Les petites villes ne parviennent pas à compenser le repli des dotations de l’État

Finances locales

L’épargne brute des petites villes est en baisse, avec des conséquences sur leurs investissements.

Pour la seconde année consécutive, l’Association des petites villes de France (APVF) et la Banque postale présentent leur « Regard financier sur les petites villes » (cf. encadré). Selon cette  étude, en 2014, les investissements des 3 102 villes de 3 000 à 20 000 habitants ont diminué de 16,4 %. Si la baisse est traditionnelle pour une année d’élections, celle-ci est cependant particulièrement importante, notamment à cause d’une nouvelle contraction de l’épargne brute, qui représente le solde entre les recettes réelles de fonctionnement et les dépenses réelles de fonctionnement. Cette épargne brute a diminué de 7,3 % en 2014, et de 15 % sur trois ans. Son montant est cependant variable selon les communes : moins de 120 euros par habitant pour une sur quatre et plus de 225 euros pour une sur quatre.
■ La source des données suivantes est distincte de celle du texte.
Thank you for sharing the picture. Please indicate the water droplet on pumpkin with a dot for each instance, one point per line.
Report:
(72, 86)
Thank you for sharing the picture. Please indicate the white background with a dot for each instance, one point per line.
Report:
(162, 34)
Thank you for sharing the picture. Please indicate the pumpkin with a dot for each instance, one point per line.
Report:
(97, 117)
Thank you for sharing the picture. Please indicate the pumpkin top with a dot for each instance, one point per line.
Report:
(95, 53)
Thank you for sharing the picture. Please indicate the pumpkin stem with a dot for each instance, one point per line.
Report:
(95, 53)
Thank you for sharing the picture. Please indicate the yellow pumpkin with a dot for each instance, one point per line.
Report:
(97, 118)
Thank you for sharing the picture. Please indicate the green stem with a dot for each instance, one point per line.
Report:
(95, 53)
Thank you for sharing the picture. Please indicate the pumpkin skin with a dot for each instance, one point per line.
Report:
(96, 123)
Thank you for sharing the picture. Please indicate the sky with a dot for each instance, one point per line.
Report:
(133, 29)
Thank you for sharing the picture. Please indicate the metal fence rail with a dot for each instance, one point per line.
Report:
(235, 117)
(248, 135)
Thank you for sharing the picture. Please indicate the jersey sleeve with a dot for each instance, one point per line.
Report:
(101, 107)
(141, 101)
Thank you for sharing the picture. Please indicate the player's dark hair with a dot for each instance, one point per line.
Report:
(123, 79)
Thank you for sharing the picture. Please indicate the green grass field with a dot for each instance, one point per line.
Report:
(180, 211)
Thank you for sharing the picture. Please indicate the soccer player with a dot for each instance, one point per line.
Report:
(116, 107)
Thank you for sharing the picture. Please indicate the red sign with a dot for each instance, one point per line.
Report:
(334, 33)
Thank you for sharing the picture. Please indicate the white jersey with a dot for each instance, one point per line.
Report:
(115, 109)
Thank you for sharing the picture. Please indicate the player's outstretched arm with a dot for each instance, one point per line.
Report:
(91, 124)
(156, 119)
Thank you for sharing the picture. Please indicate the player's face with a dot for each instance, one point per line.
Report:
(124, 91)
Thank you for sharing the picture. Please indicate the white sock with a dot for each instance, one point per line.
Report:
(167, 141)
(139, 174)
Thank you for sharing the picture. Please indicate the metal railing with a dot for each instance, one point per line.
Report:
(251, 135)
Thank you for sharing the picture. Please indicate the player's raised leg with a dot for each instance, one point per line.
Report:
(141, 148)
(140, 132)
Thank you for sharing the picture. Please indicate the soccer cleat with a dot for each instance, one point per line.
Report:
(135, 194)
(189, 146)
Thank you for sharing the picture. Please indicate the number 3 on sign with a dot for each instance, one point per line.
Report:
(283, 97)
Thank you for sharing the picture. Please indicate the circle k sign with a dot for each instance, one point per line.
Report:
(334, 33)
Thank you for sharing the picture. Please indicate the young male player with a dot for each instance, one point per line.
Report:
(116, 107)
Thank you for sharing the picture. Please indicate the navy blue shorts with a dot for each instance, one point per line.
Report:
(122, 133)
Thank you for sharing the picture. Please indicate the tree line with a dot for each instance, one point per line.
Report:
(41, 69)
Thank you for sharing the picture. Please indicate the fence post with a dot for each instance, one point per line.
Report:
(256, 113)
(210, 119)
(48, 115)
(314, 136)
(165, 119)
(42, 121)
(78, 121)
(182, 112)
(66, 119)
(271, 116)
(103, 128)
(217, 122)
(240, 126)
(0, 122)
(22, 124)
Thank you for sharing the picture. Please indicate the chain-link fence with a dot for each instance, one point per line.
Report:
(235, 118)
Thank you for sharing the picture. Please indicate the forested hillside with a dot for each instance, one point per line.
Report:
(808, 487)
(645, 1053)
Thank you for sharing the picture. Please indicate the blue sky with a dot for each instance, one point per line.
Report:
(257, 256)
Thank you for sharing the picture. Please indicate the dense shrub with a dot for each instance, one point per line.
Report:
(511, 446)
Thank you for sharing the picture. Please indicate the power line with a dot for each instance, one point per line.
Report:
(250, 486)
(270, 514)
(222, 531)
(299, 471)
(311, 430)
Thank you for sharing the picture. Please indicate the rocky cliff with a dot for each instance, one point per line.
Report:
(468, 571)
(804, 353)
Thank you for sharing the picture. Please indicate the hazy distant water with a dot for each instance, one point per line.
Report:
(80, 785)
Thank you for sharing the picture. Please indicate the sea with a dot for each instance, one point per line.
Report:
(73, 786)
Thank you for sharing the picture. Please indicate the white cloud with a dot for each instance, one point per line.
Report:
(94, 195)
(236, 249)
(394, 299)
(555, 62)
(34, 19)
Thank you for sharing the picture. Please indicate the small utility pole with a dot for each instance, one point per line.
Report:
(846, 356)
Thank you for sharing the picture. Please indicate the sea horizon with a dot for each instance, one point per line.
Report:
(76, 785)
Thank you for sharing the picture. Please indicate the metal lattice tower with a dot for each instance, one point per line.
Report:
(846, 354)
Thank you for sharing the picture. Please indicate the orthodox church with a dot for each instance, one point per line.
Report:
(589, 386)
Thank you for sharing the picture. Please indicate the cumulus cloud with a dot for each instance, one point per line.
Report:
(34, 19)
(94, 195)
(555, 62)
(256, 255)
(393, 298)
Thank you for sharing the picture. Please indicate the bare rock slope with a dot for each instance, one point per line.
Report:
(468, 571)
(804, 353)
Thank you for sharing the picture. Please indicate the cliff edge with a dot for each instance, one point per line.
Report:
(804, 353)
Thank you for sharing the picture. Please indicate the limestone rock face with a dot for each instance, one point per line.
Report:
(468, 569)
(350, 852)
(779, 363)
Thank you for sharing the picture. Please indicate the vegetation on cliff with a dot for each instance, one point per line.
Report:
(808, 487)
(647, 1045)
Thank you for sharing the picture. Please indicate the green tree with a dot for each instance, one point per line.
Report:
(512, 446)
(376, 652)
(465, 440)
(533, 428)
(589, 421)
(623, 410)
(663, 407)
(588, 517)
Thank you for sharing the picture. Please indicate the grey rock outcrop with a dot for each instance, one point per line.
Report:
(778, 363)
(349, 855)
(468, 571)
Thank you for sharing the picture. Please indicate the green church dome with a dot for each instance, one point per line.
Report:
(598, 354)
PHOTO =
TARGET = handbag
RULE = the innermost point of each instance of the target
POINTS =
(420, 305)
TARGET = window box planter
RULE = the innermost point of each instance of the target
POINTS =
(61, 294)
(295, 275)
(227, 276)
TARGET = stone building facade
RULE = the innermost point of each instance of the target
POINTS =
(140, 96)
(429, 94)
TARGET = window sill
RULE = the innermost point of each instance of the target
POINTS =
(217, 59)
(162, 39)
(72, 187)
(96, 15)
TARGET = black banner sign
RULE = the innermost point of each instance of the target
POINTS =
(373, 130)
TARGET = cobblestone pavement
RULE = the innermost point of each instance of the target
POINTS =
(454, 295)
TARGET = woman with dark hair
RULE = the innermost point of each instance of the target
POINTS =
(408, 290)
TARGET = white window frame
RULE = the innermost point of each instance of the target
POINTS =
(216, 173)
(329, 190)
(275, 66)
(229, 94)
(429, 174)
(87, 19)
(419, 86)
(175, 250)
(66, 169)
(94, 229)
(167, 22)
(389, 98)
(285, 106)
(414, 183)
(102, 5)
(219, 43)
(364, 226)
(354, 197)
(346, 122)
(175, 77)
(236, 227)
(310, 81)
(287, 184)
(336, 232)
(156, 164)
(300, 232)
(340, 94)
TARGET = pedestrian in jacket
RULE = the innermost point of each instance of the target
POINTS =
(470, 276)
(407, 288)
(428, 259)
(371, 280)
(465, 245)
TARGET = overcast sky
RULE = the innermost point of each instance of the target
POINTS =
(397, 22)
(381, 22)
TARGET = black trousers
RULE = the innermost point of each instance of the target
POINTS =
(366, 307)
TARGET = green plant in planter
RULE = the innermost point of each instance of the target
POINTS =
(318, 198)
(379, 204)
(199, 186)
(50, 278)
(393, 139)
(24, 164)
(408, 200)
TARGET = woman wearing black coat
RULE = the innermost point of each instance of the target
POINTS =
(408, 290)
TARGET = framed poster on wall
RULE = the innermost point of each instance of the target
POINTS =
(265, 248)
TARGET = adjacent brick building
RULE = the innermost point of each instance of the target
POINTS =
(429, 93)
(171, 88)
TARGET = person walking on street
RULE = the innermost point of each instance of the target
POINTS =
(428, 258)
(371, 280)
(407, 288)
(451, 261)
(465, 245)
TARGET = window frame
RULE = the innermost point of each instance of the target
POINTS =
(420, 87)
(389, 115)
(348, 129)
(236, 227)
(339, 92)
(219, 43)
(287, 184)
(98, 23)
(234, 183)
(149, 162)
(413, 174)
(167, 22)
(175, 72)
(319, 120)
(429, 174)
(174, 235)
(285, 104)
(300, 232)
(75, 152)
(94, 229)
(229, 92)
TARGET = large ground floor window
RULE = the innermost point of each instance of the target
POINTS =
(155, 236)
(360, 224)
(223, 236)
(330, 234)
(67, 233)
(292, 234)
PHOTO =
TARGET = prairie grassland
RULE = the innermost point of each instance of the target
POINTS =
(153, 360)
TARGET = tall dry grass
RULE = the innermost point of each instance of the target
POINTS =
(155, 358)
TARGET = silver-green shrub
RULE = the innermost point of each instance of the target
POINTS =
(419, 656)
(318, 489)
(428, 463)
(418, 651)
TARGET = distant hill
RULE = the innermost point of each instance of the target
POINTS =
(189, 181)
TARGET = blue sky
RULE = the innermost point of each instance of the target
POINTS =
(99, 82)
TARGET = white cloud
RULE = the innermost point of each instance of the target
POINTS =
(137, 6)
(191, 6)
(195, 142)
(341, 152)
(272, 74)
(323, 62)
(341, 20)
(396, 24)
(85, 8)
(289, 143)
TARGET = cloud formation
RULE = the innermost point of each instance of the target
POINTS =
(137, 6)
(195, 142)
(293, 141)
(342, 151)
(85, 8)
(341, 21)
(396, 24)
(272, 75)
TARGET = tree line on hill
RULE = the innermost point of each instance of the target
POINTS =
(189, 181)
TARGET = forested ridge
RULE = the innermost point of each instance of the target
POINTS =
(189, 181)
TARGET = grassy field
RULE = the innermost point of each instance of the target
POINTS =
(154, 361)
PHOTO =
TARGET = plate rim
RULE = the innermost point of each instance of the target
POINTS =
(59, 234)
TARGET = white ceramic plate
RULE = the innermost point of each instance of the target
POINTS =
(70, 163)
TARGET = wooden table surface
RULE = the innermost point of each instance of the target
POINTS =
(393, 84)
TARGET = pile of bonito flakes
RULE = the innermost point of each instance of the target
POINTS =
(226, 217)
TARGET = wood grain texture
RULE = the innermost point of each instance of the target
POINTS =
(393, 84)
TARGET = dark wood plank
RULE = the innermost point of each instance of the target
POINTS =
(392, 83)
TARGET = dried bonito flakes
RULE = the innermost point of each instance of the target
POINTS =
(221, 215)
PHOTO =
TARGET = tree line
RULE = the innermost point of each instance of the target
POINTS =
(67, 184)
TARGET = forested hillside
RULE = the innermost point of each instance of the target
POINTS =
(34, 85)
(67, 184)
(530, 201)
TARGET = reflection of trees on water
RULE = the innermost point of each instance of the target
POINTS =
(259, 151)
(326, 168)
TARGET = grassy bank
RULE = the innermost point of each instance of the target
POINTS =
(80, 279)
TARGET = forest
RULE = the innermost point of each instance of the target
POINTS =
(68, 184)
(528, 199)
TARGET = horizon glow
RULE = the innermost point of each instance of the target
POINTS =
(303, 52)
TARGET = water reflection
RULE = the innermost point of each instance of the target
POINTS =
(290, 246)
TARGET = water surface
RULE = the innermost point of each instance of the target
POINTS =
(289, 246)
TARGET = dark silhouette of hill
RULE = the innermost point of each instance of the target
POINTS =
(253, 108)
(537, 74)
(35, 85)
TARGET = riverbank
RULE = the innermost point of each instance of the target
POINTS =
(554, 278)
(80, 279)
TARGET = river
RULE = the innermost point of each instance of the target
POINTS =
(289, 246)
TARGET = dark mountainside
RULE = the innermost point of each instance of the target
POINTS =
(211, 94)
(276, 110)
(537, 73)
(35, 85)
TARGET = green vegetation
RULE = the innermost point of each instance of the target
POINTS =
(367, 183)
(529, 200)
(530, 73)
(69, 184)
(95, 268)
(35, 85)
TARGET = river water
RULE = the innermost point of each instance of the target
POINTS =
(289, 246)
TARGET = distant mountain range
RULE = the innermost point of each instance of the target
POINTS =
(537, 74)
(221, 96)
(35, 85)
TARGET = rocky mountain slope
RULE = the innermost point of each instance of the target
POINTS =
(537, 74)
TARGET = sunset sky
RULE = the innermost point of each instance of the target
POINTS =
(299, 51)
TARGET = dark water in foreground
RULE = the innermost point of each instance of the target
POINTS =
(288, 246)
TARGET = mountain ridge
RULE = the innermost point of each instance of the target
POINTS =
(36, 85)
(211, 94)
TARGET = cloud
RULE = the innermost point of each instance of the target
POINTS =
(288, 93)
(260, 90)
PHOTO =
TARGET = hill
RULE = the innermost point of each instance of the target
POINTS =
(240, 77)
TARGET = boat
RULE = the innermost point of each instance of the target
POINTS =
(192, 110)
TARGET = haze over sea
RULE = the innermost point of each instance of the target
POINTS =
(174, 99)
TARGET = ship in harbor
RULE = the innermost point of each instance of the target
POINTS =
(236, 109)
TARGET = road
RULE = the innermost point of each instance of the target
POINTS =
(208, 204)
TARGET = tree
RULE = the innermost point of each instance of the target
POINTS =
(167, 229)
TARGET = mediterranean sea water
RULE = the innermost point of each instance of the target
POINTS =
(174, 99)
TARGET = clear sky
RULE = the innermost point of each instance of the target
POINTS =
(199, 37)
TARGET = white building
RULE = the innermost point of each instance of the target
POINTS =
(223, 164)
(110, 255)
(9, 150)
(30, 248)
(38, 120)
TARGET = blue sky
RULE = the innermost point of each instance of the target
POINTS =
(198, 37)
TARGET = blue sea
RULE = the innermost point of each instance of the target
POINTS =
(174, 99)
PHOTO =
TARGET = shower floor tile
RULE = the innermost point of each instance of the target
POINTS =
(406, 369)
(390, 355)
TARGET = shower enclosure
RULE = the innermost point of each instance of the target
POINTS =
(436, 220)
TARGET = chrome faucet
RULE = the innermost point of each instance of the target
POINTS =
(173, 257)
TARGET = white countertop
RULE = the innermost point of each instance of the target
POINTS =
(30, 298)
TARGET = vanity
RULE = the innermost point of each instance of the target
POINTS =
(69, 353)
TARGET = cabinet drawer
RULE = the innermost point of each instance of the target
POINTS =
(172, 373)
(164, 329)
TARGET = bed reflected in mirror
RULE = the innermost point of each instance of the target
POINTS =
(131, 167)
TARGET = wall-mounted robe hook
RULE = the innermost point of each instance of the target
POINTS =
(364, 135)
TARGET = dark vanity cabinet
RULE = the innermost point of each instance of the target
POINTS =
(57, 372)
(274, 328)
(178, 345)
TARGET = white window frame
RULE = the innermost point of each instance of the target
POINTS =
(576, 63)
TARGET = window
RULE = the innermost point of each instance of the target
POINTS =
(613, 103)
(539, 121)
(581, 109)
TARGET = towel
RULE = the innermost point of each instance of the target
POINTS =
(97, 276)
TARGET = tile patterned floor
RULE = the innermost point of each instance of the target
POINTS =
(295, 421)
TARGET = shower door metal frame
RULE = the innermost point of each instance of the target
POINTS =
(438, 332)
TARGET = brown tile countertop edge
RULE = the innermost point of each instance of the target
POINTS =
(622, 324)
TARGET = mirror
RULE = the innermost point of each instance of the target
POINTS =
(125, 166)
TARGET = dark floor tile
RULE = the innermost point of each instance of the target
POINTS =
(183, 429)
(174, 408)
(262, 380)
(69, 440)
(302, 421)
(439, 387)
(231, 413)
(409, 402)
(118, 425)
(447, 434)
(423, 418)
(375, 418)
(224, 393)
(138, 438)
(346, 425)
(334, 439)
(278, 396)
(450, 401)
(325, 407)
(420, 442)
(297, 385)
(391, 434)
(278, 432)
L’ampleur des dépenses d’investissement varie également beaucoup entre les communes, selon le niveau d’équipement dont elles disposent déjà et les compétences qu’elles détiennent.

Les recettes de fonctionnement s’élevaient à 25,3 milliards d’euros en 2014, soit une croissance de 0,6 %, alors qu’elles avaient progressé davantage en 2013 (+ 1,5 %) et en 2012 (+ 1,6 %). Les dépenses de fonctionnement montrent un net ralentissement de croissance entre 2011 et 2014 : + 2,9 % en 2012, + 2,8 % en 2013 et + 2,3 % en 2014.

L’APVF déplore que « sans recours au levier fiscal et malgré une décélération de la croissance des dépenses de fonctionnement, les petites villes ne parviennent pas à compenser la baisse des dotations de l’État », qui s’élève à 178 millions d’euros en 2014.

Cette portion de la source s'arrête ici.